Monday, May 6, 2019

Trade, tariffs and tensions

Where will current uncertainty lead?

The global trade environment is changing, says Doug Lippoldt, Chief Trade Economist at HSBC. “We had a round of rate increases last year, not just in advanced economies but emerging markets as well.” This pressure, he says, is starting to weigh on the global economy, and growth dropped from 2.9% last year to 2.1% this year.

Added into the mix are increased trade tensions and ongoing global uncertainty. In 2018, the US introduced several tariffs on imports – particularly those coming from China. Not long afterwards, China struck back with their own set of tariffs and, according to Peterson Institute research, an estimated 15% of US companies have been impacted in some way.

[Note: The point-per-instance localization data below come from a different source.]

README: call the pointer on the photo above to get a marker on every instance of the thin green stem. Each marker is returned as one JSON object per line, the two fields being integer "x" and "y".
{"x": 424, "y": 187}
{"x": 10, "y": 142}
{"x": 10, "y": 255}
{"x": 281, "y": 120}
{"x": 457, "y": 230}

“We’re still not quite sure what will happen with Brexit,” says Lippoldt. It’s also unclear when the renegotiated North American Free Trade Agreement (NAFTA) – now known as the United States-Mexico-Canada Agreement (USMCA) – will be ratified. These factors are adding to the turbulence we’re seeing in the global trade landscape.

But despite recent tensions, the question remains: Is today’s trade climate really all that different than it has been in the past? And, more importantly, what can companies do to protect themselves as trade policies around the world continue to evolve? Here’s what leading industry experts had to say during a panel discussion at our event, The State of Global Trade 2019.

Trade tensions – what’s new (and what’s not)

“All US presidential administrations have trade tensions,” says Karen Tramontano, Co-founder and CEO of Blue Star Strategies, LLC. “There’s always some tension, but there’s never been this level of noise around it.”

China’s actions are a key differentiator in the current trade climate, adds Amy Celico, Principal at Albright Stonebridge Group. Tramontano agrees. “China is taking a more assertive position in redefining what compliance to trade rules looks like, including those rules that all the members of the World Trade Organization (WTO) agreed to follow.”


L to R: Bill Evans (HSBC), Amy Celico (Albright Stonebridge Group), Karen Tramontano (Blue Star Strategies, LLC), Marian Moscu (Royce Corporation) and Doug Lippoldt (HSBC) discuss global trade uncertainty and opportunities for corporates at HSBC’s The State of Global Trade 2019 event.

Uncertainty paves the way for openness in the East

According to published research, HSBC’s macroeconomics team projects that 70% of future world growth by 2030 will be in emerging market economies, with China expected to become the largest economy in the world.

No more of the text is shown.